In small towns, I can understand the importance of OLD and in the olden days, the personals. I know someone, not too well, but she is med school classmate of a very close friend of mine. Her first placement after med school was in one of those backwater places that most educated people avoid. In the 80s, she placed a few ads in the newspapers and found her husband within 2 years. 

Sometimes, you gotta do what you gotta do.


----------



## Zig (Oct 6, 2012)

Online dating is great if you're a woman because sites tend to be disproportionately male. It's kind of stupid if you're a older guy 35+ and you have numbers on your side IRL to go to a place where the numbers aren't in your favor. Plus, there was a thread recently that showed a study where men who were 10s might get something like 13 winks in a month while a woman who is a 5 would get something like 300-400.

Online dating is great if you're a woman and absolutely stupid and terrible if you're a man.


----------



## northland (Apr 13, 2012)

Zig said:


> Online dating is great if you're a woman because sites tend to be disproportionately male.


It's not great for women. 

They have other problems. Such as their inbox being overflowing with messages, and most guys being deceptive with their photos and descriptions, many women receive lude offensive messages, some get so freaked out they delete their profiles and give up almost immediately.


----------



## Zig (Oct 6, 2012)

northland said:


> It's not great for women.
> 
> They have other problems.

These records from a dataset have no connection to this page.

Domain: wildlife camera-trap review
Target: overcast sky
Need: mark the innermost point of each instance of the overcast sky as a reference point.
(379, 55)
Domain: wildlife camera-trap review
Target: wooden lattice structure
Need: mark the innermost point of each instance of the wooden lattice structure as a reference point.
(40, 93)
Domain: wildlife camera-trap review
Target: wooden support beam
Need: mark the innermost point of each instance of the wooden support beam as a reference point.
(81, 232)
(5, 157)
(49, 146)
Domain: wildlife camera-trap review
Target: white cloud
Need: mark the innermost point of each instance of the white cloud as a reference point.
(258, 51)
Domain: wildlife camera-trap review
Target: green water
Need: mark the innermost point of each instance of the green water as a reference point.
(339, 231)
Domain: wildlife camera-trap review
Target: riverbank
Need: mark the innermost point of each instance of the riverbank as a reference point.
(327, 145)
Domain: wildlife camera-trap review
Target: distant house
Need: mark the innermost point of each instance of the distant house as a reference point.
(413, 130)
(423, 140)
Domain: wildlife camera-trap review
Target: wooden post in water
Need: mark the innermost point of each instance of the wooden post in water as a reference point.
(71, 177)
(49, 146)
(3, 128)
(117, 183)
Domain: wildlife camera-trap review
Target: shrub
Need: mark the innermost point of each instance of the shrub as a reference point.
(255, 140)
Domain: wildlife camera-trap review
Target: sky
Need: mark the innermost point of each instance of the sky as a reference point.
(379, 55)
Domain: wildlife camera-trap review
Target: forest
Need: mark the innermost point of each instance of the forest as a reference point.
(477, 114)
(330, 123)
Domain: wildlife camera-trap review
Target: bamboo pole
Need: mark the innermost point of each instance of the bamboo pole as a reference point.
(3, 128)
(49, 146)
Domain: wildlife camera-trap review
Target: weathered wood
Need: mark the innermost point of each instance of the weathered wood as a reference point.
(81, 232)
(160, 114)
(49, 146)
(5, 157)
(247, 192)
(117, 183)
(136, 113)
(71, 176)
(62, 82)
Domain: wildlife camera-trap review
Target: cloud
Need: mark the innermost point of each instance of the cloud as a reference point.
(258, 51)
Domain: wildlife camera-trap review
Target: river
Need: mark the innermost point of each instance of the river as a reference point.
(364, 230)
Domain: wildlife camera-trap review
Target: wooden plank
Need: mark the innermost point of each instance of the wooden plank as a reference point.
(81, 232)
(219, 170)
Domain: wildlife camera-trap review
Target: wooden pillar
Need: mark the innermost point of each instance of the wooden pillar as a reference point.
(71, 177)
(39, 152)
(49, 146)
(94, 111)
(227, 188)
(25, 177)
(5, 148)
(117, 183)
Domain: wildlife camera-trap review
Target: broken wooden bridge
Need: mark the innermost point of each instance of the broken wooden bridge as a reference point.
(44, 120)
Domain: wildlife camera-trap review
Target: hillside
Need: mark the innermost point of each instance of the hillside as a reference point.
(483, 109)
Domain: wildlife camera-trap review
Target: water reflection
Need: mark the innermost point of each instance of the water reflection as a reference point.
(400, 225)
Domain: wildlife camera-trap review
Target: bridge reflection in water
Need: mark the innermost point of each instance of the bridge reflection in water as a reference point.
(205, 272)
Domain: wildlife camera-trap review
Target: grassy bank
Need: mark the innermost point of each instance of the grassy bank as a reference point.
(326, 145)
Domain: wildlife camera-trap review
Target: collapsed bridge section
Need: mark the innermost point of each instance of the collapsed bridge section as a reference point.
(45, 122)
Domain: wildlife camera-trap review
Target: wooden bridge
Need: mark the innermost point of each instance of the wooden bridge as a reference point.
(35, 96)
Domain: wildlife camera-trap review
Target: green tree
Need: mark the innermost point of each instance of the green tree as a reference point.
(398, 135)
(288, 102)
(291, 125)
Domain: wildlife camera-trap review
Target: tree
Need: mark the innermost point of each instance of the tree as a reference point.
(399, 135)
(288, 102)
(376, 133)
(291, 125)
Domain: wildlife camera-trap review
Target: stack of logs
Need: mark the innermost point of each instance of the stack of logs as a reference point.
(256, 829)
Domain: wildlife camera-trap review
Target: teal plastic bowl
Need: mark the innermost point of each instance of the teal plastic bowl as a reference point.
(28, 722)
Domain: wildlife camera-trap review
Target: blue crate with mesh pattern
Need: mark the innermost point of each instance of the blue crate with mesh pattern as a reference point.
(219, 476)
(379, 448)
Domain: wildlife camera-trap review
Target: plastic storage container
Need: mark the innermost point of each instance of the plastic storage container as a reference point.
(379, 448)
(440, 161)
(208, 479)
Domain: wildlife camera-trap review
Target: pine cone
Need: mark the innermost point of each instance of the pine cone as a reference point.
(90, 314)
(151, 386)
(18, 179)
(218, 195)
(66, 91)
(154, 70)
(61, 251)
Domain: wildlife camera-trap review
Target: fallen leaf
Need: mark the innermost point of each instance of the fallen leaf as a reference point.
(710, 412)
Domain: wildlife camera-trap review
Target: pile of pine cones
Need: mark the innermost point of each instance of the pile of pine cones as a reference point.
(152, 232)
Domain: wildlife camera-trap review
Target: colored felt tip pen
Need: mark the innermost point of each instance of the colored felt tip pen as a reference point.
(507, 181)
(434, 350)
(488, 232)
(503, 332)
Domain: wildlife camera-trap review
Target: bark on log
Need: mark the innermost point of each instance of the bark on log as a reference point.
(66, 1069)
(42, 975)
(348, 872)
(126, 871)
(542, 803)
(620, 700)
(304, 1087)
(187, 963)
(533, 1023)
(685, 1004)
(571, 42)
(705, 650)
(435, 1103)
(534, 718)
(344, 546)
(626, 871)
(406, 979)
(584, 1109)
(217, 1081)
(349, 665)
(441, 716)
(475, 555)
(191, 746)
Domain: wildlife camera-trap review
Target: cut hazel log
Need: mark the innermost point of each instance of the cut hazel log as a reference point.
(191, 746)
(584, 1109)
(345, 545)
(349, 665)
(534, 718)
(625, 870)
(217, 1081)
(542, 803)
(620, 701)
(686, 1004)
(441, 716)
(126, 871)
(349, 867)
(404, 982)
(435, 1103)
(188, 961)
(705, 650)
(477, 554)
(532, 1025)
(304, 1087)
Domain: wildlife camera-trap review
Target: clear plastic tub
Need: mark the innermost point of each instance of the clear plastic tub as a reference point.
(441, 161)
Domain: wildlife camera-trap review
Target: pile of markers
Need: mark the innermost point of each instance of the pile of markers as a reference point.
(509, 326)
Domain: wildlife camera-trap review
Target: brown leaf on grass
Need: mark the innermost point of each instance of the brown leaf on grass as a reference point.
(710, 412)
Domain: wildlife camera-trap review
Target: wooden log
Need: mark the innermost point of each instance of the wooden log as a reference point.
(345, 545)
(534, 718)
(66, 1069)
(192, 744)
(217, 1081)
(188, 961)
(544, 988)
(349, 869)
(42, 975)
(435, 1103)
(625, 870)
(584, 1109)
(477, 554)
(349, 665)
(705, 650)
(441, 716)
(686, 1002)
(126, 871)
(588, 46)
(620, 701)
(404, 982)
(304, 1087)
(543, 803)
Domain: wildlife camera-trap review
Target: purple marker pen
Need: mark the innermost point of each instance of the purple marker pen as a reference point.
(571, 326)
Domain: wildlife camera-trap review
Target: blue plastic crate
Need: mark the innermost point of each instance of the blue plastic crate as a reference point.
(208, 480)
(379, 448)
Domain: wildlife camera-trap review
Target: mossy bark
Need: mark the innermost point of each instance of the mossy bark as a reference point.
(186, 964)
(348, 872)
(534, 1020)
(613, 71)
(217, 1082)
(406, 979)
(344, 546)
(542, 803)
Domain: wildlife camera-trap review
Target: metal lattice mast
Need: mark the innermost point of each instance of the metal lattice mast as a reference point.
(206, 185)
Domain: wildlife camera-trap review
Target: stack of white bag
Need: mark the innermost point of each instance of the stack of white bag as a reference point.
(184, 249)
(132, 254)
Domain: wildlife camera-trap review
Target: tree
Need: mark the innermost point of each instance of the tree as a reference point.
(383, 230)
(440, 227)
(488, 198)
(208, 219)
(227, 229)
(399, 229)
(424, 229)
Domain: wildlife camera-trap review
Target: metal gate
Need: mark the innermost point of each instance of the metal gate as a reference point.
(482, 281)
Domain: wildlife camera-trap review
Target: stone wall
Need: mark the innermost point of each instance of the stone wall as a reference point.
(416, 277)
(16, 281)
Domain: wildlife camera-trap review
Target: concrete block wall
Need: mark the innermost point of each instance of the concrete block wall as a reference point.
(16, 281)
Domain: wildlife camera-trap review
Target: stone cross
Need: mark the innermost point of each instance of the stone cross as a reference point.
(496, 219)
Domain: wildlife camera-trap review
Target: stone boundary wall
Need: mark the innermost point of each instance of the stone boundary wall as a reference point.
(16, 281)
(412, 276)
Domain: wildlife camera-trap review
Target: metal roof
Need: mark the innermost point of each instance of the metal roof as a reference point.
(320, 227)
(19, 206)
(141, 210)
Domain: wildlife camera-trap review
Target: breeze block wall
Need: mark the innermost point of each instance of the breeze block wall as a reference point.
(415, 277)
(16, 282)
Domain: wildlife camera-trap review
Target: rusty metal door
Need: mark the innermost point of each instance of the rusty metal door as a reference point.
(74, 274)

Such as their inbox being overflowing with messages, and most guys being deceptive with their photos and descriptions, many women receive lude offensive messages, some get so freaked out they delete their profiles and give up almost immediately.


Yeah, if I got dozens or hundreds of indicators of interest from women my life would be sooooo terrible.

Sarcasm off.


----------



## Faithful Wife (Oct 31, 2012)

Zig...it isn't that great for women. The type of guys who send messages are more than 90% not fit for consumption, and by that I mean, they look like they are writing from prison, from the grave, or from the womb. I know you might think "oh well, at least it is interest". But after subtracting all the men who are clearly on crack if they think you will answer them, you are left with one or two a month that are even worth one date. And from THOSE, 90% cannot even muster up the gumption to arrange a simple coffee date. Instead, they want to text and email for a month first, and most eventually disappear before ever meeting.

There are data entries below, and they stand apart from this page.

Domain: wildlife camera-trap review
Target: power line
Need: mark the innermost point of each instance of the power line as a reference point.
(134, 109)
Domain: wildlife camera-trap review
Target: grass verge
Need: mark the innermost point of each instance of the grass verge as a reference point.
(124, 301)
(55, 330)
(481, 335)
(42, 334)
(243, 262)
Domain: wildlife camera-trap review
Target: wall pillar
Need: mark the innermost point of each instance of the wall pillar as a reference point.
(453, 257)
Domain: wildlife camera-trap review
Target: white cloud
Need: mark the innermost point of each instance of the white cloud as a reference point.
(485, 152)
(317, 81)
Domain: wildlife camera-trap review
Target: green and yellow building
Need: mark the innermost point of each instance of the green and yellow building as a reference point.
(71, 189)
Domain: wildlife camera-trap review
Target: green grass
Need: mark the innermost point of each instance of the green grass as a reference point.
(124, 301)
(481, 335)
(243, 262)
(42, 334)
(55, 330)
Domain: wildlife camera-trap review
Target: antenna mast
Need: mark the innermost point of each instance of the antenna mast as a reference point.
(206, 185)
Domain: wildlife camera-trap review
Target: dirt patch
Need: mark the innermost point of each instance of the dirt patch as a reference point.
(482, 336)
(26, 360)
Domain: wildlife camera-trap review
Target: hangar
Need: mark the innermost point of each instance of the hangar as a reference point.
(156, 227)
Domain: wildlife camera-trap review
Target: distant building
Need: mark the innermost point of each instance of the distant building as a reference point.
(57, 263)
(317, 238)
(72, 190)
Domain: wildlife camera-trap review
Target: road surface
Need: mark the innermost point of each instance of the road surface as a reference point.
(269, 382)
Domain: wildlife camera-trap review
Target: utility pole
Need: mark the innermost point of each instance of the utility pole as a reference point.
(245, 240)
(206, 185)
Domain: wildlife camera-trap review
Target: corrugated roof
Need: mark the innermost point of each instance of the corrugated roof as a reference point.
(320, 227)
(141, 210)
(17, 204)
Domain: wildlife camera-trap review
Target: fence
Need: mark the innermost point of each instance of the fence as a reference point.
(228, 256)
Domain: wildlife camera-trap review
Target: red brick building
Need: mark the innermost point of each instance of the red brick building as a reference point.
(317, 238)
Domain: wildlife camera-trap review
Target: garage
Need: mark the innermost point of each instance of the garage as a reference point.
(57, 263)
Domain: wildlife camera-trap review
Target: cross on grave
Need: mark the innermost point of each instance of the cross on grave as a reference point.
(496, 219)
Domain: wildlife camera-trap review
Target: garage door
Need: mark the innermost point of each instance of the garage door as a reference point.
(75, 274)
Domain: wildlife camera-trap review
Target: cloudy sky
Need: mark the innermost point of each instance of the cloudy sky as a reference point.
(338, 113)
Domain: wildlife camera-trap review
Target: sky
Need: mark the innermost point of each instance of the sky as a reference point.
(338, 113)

Therefore, what seems like a lot of interest is really just a lot of bored men playing a numbers game who never actually intend to meet you, or who chicken out before they do.

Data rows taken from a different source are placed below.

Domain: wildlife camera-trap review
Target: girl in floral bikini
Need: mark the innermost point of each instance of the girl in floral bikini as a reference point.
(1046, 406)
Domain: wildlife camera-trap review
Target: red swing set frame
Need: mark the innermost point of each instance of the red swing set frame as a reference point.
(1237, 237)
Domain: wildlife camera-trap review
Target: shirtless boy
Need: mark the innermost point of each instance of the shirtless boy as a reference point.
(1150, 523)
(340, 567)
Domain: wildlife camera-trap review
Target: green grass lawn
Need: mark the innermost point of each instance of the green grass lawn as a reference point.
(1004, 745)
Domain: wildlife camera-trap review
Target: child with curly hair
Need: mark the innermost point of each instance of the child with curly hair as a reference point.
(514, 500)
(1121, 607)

Having said that though, I still think it can be a worthwhile endeavor. 

Dating is fun! Actually nailing a date down is like nailing jello, however.


----------



## Zig (Oct 6, 2012)

Faithful Wife said:


> Zig...it isn't that great for women. The type of guys who send messages are more than 90% not fit for consumption, and by that I mean, they look like they are writing from prison, from the grave, or from the womb. I know you might think "oh well, at least it is interest". But after subtracting all the men who are clearly on crack if they think you will answer them, you are left with one or two a month that are even worth one date. And from THOSE, 90% cannot even muster up the gumption to arrange a simple coffee date. Instead, they want to text and email for a month first, and most eventually disappear before ever meeting.
> 
> Therefore, what seems like a lot of interest is really just a lot of bored men playing a numbers game who never actually intend to meet you, or who chicken out before they do.
> 
> ...


You might look down on them and they might actually be some pretty crappy men but THEY ARE STILL SHOWING AN INTEREST IN YOU. The study showed that an even average woman gets HUNDREDS of messages. Many men go on sites and through real life without a woman, any women ever showing even the mildest interest. 

It's really hard to be sympathetic when you've experienced this yourself.


----------



## northland (Apr 13, 2012)

Zig said:


> Yeah, if I got dozens or hundreds of indicators of interest from women my life would be sooooo terrible.
> 
> Sarcasm off.


Once you get out there and start dating attractive women you meet online, you'll understand.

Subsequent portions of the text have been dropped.